A estes dados junta-se o fenómeno da 'fuga de cérebros' que representa a emigração de jovens qualificados, que também tem vindo paulatinamente a crescer e que ameaça seguir essa tendência, com uma recente sondagem a revelar que cerca de um terço dos jovens italianos gostaria de emigrar, em busca de melhores oportunidades.
Dados recentes do Instituto Nacional de Estatística (Istat) mostram que, em 2024, a Itália registou a sua taxa de emigração mais elevada em 25 anos, com mais de 190 mil pessoas a deixarem o país - um aumento de 36,5% face ao ano anterior -, sendo que, entre 2013 e 2022, mais de um milhão de pessoas emigraram de Itália, cerca de um terço dos quais jovens entre os 25 e 34 anos, representando jovens licenciados quase metade dos emigrantes dos últimos anos.
"A Itália está a envelhecer, as taxas de natalidade estão a cair, regiões inteiras do país estão a esvaziar-se. Estes números implacáveis devem servir de estímulo para a ação", admitiu este ano o ministro das Finanças, Giancarlo Giorgetti, perante o parlamento.
Contudo, e porque as políticas de incentivo às famílias para terem filhos obviamente estão a falhar - nem seriam por si só suficientes -, para manter a população ativa, ou seja, a faixa etária dos 20 aos 67 anos, essencial para o funcionamento da segurança social, são assim necessários milhões de imigrantes, caso contrário a percentagem de trabalhadores na população total passará de 62% em 2023 para 49% em 2100, com uma carga social insustentável.

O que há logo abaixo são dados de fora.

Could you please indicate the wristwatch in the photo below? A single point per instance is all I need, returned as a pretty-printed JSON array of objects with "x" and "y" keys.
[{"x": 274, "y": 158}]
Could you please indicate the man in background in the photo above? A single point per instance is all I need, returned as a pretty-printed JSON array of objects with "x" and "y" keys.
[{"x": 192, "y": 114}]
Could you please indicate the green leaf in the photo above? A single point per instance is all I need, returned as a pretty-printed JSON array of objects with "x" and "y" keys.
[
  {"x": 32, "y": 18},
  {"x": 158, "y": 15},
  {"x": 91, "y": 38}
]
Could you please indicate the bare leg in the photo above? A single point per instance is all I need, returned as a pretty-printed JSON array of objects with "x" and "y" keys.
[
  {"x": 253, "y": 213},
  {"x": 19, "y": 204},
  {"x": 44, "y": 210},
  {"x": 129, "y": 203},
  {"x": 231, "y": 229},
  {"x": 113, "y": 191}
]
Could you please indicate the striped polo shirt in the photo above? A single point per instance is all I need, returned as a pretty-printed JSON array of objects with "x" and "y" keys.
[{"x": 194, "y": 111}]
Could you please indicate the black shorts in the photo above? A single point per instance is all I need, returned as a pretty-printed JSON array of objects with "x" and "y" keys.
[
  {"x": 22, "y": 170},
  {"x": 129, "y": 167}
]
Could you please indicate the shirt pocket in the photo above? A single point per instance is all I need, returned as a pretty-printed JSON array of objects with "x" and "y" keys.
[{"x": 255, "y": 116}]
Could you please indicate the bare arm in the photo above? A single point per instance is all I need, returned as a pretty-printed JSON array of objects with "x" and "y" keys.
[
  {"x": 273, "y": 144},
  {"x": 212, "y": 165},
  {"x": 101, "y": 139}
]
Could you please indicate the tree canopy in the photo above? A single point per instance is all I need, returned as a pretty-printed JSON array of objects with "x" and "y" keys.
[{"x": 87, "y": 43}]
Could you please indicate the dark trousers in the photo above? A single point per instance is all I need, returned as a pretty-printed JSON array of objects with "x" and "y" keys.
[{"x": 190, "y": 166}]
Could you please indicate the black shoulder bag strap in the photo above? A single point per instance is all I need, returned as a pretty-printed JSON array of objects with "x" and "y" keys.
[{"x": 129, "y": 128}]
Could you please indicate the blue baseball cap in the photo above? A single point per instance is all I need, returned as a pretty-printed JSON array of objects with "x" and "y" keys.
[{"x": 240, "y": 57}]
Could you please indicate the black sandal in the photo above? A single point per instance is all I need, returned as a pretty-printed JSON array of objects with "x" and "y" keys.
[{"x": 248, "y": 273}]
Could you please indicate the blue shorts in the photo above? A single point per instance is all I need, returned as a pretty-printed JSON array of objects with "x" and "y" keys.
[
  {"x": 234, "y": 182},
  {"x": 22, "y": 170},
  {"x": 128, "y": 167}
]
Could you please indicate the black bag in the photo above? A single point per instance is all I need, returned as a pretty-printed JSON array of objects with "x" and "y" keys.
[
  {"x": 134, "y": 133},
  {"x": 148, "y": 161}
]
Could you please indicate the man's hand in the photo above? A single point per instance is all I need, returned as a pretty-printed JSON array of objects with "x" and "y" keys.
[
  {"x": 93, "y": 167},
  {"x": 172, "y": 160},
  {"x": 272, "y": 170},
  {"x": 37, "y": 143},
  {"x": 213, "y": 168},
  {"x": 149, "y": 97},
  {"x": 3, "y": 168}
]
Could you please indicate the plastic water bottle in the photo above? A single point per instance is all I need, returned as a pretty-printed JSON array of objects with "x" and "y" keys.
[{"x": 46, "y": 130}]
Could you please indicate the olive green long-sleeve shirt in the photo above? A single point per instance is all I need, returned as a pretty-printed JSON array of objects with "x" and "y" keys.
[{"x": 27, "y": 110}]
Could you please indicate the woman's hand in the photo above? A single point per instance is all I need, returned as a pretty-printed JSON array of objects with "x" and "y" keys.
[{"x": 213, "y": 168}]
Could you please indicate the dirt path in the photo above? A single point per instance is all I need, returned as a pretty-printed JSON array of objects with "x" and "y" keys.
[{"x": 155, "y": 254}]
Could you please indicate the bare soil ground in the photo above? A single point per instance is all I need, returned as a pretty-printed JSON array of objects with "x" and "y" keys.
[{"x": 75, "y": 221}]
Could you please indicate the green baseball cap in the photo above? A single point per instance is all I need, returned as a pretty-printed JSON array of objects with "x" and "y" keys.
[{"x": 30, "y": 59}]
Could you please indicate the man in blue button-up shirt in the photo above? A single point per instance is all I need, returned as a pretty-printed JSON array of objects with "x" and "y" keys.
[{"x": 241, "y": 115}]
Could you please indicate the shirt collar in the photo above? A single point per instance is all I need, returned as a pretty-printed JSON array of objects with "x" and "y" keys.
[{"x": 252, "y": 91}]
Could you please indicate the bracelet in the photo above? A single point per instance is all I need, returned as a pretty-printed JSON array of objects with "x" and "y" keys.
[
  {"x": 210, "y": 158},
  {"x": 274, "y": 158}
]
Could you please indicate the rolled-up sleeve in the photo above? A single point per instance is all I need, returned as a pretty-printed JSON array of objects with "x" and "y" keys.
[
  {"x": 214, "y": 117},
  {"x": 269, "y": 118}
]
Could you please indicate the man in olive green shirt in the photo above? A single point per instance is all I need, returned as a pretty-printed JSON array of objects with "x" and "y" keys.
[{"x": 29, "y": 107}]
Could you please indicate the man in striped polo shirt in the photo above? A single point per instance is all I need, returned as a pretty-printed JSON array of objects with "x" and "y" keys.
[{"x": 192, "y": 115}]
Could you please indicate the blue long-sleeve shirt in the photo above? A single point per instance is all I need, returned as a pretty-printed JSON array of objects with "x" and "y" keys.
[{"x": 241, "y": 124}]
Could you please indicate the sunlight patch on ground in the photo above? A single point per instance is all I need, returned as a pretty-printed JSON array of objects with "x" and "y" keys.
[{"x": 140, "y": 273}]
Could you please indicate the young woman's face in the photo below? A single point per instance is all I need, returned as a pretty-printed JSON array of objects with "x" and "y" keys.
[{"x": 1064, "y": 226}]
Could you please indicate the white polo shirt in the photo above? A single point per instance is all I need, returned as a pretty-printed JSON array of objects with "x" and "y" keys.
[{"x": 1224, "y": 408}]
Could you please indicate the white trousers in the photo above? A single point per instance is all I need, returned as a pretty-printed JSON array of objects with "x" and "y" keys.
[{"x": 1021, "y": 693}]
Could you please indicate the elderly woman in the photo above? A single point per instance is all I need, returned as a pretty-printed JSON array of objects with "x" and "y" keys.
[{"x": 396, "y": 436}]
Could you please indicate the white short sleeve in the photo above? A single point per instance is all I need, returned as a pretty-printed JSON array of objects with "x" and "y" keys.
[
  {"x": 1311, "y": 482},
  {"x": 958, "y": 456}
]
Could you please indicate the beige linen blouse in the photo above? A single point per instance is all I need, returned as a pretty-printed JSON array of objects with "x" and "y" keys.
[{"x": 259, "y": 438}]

No poder desde outubro de 2022, o Governo de Meloni enfrenta assim um desafio que constitui também um paradoxo, na medida em que precisa de atrair imigrantes para Itália, quando a sua política migratória tem sido marcada, tal como prometido, pelo endurecimento das regras, tanto a nível de combate às chegadas ilegais, como de regularização, expulsões e repatriamentos de migrantes, aliada a um discurso anti-imigração, sobretudo por parte da Liga, de Matteo Salvini, e dos Irmãos de Itália, da primeira-ministra.